The proposed changes would affect payments beginning calendar year 2010, and could impact more than 1 million physicians and non-physician practitioners who are paid under the MPFS, which sets payment rates for more than 7,000 procedures in physicians' offices, hospitals, and other healthcare settings.

CMS is also proposing to:

  • Remove physician-administered drugs from the definition of "physician services" in anticipation of enactment of legislation to provide fundamental reforms to Medicare physician payments. While the proposal will not change the projected update for services during 2010, CMS projects that it would reduce the number of years in which physicians are projected to experience a negative update. AMA President J. James Rohack. MD, called the proposal "a major victory for America's seniors and their physicians."
  • Implement a mandate in the Medicare Improvements for Patients and Providers Act of 2008 that suppliers of the technical component of advanced imaging services be accredited beginning Jan. 1, 2012 by designated accrediting organizations.

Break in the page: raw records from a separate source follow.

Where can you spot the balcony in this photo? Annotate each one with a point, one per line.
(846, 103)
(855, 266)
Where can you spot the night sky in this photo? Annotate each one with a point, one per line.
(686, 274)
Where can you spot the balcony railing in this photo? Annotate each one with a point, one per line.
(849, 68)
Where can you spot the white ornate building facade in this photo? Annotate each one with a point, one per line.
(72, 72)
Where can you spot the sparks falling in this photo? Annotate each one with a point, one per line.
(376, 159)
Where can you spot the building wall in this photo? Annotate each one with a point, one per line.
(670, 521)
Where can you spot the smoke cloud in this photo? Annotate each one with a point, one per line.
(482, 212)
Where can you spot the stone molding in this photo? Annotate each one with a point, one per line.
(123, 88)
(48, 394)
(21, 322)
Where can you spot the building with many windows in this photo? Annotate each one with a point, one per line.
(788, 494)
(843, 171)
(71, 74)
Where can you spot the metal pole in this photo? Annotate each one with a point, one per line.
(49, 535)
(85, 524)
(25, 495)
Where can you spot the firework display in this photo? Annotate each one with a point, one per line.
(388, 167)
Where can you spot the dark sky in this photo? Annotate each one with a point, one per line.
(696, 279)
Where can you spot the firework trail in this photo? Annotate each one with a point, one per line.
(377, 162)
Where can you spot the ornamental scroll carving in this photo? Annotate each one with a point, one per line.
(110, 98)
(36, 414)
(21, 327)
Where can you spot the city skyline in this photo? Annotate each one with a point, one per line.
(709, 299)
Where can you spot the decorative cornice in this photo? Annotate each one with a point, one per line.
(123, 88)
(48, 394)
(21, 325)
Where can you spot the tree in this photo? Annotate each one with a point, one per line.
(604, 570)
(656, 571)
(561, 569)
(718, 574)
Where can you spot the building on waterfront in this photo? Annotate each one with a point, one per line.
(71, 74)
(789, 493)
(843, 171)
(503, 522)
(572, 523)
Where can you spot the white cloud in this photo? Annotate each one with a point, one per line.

The accreditation requirement would apply to mobile units, physicians' offices, and independent diagnostic testing facilities that create the images, but would not apply to the physician who interprets them.
  • Implement provisions to promote improvement in quality of care and patient outcomes through revisions to the Electronic Prescribing Incentive Program and the Physician Quality Reporting Initiative. Professionals or group practices that meet the requirements of each program in 2010 will be eligible for incentive payments for each program equal to 2% of their total estimated allowed charges for the reporting periods. CMS is proposing to simplify the reporting requirements and is also proposing a new process for group practices to be considered successful electronic prescribers.
  • Refine Medicare payments to physicians, which are expected to increase payment rates for primary care services. The proposals include an update to the practice expense component of physician fees. For 2010, CMS is proposing to include data about physicians' practice costs from a new survey, the Physician Practice Information Survey, designed and conducted by the AMA.
  • Stop making payments for consultation codes typically billed by specialists at a higher rate than evaluation and management services. Physicians will instead use existing E/M service codes when providing these services. The resulting savings would be redistributed to increase payments for the existing E/M services.
  • Increase the payment rates for the so-called "Welcome to Medicare" visit to be more in line with payment rates for higher-complexity services.
  • Refine how Medicare recognizes the cost of professional liability insurance in its payments. These changes would have a modest impact, but they will promote payment equity by redirecting the portion of Medicare's payment for professional liability insurance to those physicians that have the highest malpractice costs.

Taken together, CMS says refining the practice expenses, eliminating payment for the consultation codes and revising the treatment of malpractice premiums would increase payments to general practitioners, family physicians, internists, and geriatric specialists by between 6% and 8%.

"Primary care pay needs to go up and specialty care pay needs to come down," Epperly says. "When that gap narrows, the students coming out of medical school will redirect their choices for workforce much more into primary care than away from it."

CMS will accept comments on the proposed rule until Aug. 31, and will respond to all comments in a final rule to be issued by Nov. 1.